A ‘treasure hunt’ experience

The product range in-store is ever-changing, with stores receiving fresh merchandise almost every day. Importantly, most merchandise is in-season, which is a big differentiating factor compared to factory outlets which typically carry dated stock. This has created a culture of customers ‘treasure hunting’ across Ross’s stores, with the average customer visiting a store two to three times per month, an exceptional level for a discretionary retailer. Furthermore, stores are conveniently situated in off-mall locations.

Ross’s high inventory turnover model can resemble that of a fast-fashion retailer, with significantly less fashion risk.This places a high level of importance on merchandising which runs deep within the company’s culture, with both the CEO and Chairman (former CEO) all having held roles within merchandising at the company. Ross employs a team of 900 merchants, identifying trends and sourcing merchandise from over 7,500 vendors.

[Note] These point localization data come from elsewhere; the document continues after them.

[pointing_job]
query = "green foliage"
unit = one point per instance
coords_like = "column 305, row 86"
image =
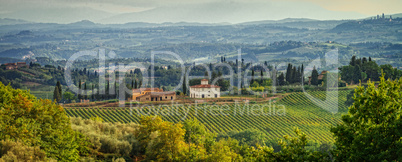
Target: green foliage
column 249, row 137
column 314, row 77
column 161, row 140
column 17, row 151
column 371, row 129
column 37, row 123
column 69, row 96
column 56, row 94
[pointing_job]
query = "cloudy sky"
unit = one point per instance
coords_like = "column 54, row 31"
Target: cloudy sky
column 206, row 11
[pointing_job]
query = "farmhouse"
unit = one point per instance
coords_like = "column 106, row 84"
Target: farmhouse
column 205, row 90
column 11, row 66
column 152, row 94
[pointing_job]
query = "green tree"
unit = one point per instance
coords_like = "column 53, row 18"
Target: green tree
column 60, row 89
column 56, row 94
column 69, row 96
column 184, row 86
column 35, row 122
column 371, row 129
column 281, row 79
column 314, row 77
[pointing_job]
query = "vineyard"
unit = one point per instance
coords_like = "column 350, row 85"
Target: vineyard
column 275, row 119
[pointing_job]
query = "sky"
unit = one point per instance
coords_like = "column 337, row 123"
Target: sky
column 204, row 11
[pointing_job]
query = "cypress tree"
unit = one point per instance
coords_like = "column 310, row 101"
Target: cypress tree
column 289, row 73
column 107, row 91
column 281, row 79
column 56, row 94
column 93, row 93
column 60, row 89
column 79, row 90
column 184, row 86
column 115, row 90
column 314, row 77
column 85, row 90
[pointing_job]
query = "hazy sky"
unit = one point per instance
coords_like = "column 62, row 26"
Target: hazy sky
column 234, row 11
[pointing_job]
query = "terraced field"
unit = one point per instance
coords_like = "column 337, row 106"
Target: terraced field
column 275, row 119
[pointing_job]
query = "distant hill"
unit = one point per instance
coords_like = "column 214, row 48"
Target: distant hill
column 7, row 21
column 277, row 21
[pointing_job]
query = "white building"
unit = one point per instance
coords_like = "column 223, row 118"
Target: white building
column 205, row 90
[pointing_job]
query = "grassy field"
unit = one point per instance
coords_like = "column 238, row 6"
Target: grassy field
column 294, row 110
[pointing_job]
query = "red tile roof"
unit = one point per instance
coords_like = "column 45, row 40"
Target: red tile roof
column 205, row 86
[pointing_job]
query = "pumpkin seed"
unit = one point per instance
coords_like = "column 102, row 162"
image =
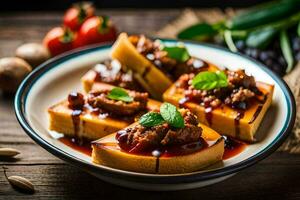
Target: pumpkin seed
column 8, row 152
column 20, row 183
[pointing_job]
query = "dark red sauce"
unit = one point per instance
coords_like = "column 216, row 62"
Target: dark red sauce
column 239, row 116
column 76, row 121
column 233, row 147
column 81, row 146
column 166, row 151
column 258, row 110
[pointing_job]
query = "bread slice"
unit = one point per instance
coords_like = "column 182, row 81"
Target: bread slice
column 150, row 77
column 223, row 119
column 88, row 126
column 88, row 80
column 107, row 152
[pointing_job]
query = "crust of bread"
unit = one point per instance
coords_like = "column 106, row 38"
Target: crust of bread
column 106, row 152
column 149, row 76
column 223, row 119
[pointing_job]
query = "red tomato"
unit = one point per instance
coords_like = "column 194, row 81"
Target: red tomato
column 96, row 30
column 77, row 14
column 59, row 40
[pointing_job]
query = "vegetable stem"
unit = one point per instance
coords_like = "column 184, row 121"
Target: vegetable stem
column 229, row 41
column 286, row 50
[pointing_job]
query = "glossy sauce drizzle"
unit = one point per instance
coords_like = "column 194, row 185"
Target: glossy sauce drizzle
column 81, row 146
column 233, row 147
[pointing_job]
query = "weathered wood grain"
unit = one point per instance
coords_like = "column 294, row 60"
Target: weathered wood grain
column 277, row 177
column 271, row 179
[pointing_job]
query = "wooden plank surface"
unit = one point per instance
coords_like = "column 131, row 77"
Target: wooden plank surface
column 277, row 177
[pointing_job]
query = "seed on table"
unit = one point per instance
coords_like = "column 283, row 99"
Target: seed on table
column 20, row 183
column 240, row 45
column 8, row 152
column 297, row 56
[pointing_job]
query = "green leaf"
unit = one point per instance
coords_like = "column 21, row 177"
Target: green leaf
column 170, row 113
column 229, row 41
column 179, row 52
column 201, row 31
column 286, row 50
column 151, row 119
column 119, row 94
column 210, row 80
column 261, row 38
column 298, row 29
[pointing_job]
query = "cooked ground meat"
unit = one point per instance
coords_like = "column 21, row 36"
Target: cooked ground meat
column 112, row 72
column 241, row 89
column 139, row 139
column 240, row 78
column 99, row 100
column 171, row 67
column 75, row 101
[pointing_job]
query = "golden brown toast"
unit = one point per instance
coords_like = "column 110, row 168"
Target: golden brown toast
column 107, row 152
column 150, row 77
column 224, row 118
column 88, row 126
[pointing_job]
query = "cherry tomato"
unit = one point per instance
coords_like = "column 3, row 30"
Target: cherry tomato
column 77, row 14
column 59, row 40
column 97, row 30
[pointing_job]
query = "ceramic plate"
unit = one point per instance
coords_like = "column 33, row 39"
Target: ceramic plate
column 52, row 81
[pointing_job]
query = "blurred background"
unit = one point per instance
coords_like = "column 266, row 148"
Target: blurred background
column 30, row 5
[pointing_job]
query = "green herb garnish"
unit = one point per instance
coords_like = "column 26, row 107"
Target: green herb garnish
column 179, row 52
column 170, row 113
column 286, row 50
column 119, row 94
column 151, row 119
column 210, row 80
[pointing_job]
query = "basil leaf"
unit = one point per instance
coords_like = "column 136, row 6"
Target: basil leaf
column 229, row 41
column 179, row 53
column 119, row 94
column 261, row 37
column 201, row 31
column 298, row 29
column 151, row 119
column 170, row 113
column 286, row 49
column 210, row 80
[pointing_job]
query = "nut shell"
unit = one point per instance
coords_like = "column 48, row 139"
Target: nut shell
column 12, row 71
column 34, row 53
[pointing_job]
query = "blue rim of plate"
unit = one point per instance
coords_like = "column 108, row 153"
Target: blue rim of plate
column 25, row 86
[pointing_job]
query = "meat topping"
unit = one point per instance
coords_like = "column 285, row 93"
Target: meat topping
column 171, row 67
column 75, row 101
column 139, row 139
column 240, row 90
column 99, row 100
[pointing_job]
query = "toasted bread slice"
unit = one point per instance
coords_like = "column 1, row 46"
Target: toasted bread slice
column 223, row 119
column 88, row 125
column 150, row 77
column 107, row 152
column 88, row 80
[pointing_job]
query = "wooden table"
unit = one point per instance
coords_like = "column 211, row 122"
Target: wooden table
column 277, row 177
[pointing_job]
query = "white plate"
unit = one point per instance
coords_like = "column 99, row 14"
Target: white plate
column 52, row 81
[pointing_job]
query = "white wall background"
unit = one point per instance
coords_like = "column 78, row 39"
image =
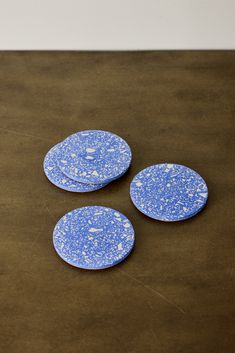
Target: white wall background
column 117, row 24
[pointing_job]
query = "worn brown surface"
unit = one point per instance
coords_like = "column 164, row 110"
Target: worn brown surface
column 175, row 293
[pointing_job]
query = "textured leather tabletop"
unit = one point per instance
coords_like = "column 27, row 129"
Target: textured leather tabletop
column 175, row 292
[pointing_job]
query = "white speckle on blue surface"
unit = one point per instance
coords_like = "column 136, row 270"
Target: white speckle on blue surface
column 91, row 238
column 94, row 156
column 57, row 178
column 169, row 192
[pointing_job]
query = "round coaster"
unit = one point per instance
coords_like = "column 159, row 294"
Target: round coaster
column 93, row 237
column 169, row 192
column 57, row 178
column 94, row 156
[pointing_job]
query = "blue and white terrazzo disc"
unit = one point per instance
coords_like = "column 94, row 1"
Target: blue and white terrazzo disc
column 93, row 237
column 169, row 192
column 94, row 156
column 57, row 178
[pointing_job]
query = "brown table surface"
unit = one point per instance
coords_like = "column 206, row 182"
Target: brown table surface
column 175, row 293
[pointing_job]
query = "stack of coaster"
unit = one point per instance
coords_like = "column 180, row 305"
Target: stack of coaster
column 87, row 161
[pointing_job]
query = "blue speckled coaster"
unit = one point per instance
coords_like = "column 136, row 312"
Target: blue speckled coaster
column 169, row 192
column 94, row 156
column 57, row 178
column 93, row 237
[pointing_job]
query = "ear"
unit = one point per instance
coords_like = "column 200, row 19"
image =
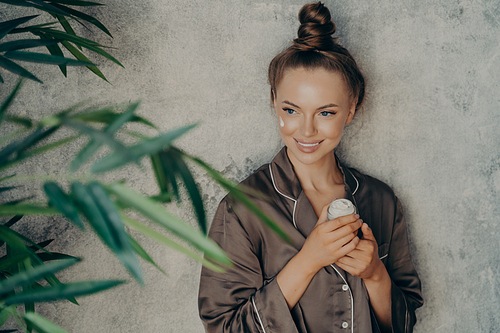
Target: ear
column 352, row 111
column 273, row 98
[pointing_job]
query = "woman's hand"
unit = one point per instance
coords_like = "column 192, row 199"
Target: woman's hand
column 331, row 240
column 363, row 261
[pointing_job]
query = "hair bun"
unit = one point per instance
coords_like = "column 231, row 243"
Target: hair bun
column 316, row 28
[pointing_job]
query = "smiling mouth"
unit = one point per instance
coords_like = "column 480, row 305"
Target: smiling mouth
column 308, row 144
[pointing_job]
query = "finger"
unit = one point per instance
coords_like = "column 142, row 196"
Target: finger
column 347, row 261
column 339, row 222
column 353, row 270
column 346, row 245
column 350, row 229
column 323, row 216
column 367, row 232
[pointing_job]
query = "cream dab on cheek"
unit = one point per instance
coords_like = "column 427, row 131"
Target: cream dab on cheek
column 282, row 123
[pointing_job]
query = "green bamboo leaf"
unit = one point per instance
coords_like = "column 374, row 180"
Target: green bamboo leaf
column 80, row 56
column 170, row 172
column 42, row 58
column 88, row 206
column 26, row 122
column 121, row 243
column 65, row 24
column 12, row 135
column 16, row 69
column 58, row 34
column 53, row 256
column 164, row 240
column 42, row 324
column 95, row 143
column 86, row 43
column 29, row 276
column 83, row 16
column 146, row 147
column 6, row 103
column 7, row 177
column 48, row 7
column 192, row 188
column 7, row 188
column 62, row 291
column 5, row 314
column 8, row 26
column 159, row 215
column 27, row 209
column 28, row 306
column 77, row 2
column 61, row 201
column 139, row 250
column 26, row 44
column 240, row 196
column 24, row 238
column 12, row 221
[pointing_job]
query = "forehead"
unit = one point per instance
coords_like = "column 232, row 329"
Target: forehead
column 313, row 86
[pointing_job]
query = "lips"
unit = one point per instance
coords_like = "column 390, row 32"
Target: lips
column 308, row 146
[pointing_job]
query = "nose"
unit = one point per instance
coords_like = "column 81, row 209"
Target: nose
column 308, row 127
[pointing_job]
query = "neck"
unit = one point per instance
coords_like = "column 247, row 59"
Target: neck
column 319, row 176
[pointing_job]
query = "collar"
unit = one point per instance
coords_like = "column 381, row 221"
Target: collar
column 286, row 183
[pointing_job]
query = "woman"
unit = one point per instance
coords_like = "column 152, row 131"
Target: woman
column 350, row 274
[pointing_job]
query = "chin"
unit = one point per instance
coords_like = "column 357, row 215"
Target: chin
column 309, row 158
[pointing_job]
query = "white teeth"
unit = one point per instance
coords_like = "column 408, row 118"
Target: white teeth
column 308, row 144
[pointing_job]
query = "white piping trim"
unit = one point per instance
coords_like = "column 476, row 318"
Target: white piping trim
column 286, row 196
column 258, row 316
column 351, row 299
column 295, row 225
column 357, row 183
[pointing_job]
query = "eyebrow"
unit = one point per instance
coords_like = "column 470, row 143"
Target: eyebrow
column 331, row 105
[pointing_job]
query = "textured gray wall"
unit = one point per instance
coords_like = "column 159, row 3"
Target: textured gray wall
column 429, row 128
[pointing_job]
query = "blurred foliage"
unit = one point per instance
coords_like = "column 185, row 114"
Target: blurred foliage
column 55, row 36
column 27, row 269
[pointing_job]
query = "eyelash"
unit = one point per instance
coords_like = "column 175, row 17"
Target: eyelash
column 323, row 113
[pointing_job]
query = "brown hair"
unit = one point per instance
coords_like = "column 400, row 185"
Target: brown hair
column 316, row 48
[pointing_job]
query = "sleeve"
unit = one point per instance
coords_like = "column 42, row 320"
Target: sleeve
column 406, row 294
column 239, row 299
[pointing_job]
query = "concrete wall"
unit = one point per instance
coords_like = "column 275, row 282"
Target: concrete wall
column 429, row 128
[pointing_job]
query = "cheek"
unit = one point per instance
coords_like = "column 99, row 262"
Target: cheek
column 331, row 130
column 287, row 125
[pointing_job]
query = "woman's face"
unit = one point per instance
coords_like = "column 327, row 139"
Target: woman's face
column 312, row 107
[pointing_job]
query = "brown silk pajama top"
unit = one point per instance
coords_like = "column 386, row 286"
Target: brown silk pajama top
column 247, row 298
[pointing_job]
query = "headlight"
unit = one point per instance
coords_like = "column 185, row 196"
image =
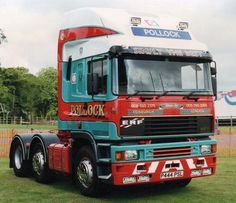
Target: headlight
column 206, row 149
column 127, row 155
column 131, row 155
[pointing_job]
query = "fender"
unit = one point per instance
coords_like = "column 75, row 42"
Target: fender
column 24, row 140
column 45, row 139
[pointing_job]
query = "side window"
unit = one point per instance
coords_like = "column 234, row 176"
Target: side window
column 193, row 77
column 100, row 67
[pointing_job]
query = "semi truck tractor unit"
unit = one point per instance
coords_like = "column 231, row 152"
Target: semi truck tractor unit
column 135, row 104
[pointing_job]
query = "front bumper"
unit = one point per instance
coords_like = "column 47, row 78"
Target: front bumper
column 163, row 170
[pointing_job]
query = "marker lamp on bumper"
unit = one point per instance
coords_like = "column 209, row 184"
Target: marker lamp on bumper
column 206, row 149
column 127, row 155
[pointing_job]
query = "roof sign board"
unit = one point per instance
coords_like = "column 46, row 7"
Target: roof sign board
column 161, row 33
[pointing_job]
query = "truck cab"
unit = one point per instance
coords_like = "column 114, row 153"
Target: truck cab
column 135, row 101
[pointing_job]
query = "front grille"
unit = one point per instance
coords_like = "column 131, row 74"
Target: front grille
column 177, row 125
column 171, row 152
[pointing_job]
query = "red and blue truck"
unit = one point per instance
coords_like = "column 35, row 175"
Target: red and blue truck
column 135, row 104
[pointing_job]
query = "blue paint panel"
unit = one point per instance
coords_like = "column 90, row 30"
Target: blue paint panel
column 99, row 130
column 76, row 89
column 145, row 151
column 161, row 33
column 232, row 103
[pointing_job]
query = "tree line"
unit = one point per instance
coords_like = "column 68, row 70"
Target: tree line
column 25, row 95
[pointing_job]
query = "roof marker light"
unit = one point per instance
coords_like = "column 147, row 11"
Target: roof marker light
column 183, row 25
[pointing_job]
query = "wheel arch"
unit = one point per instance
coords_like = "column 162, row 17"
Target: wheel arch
column 24, row 140
column 45, row 139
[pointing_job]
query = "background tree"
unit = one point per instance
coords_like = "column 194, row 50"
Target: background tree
column 3, row 37
column 26, row 95
column 47, row 100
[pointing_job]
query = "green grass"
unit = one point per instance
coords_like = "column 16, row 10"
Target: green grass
column 218, row 188
column 37, row 127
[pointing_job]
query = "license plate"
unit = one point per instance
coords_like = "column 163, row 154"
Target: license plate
column 175, row 174
column 144, row 178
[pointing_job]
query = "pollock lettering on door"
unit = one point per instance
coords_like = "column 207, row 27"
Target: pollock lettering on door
column 90, row 110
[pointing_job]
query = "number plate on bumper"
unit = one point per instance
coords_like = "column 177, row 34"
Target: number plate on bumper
column 175, row 174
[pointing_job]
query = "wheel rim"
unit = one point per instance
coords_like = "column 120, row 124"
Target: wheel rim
column 18, row 157
column 85, row 172
column 38, row 162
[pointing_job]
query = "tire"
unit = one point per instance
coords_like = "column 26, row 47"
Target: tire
column 178, row 183
column 39, row 165
column 85, row 173
column 20, row 166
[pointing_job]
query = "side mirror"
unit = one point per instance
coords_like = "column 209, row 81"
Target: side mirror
column 213, row 79
column 213, row 71
column 214, row 86
column 92, row 84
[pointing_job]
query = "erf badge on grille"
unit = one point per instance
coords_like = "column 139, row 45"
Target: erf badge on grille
column 126, row 123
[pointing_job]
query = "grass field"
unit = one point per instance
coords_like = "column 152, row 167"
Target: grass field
column 218, row 188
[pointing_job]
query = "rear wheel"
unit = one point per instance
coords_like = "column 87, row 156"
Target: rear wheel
column 179, row 183
column 20, row 166
column 40, row 168
column 85, row 173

Post-pandemic environment is supportive of Ross’s business model

Looking through the short-term impact of COVID-19 related store closures and restrictions, we see Ross as well positioned to continue delivering market share gains. Ross’s value offer is likely to resonate even more with customers as unemployment and volatile macro conditions weigh on consumer demand. This was the case during the global financial crisis when Ross’s value proposition set the company apart relative to its peers (see chart below).

This bricks and mortar retailer will continue to thrive post-pandemic

Room for more market share gains

The pandemic has sadly resulted in an increased number of retail bankruptcies and the remaining competitors will likely look to rationalise their store networks further, given the faster shift to online. We see this as an opportunity for Ross to continue to win market share supported by its national store network and ongoing store rollout (adding 90 stores p.a.), which should help fill emerging supply gaps. Meanwhile, the disruption will likely give Ross access to even larger amounts of discounted inventory.

Ross firmly fits our investment criteria

We see off-price as a unique and proven business model in retail. Ross in our view is a defensive, quality compounder that shows all the qualities we look for in companies i.e. leading market position, strong value proposition that underpins resilient sales growth and a loyal customer base, experienced management team and a strong balance sheet to support growth opportunities (net cash position).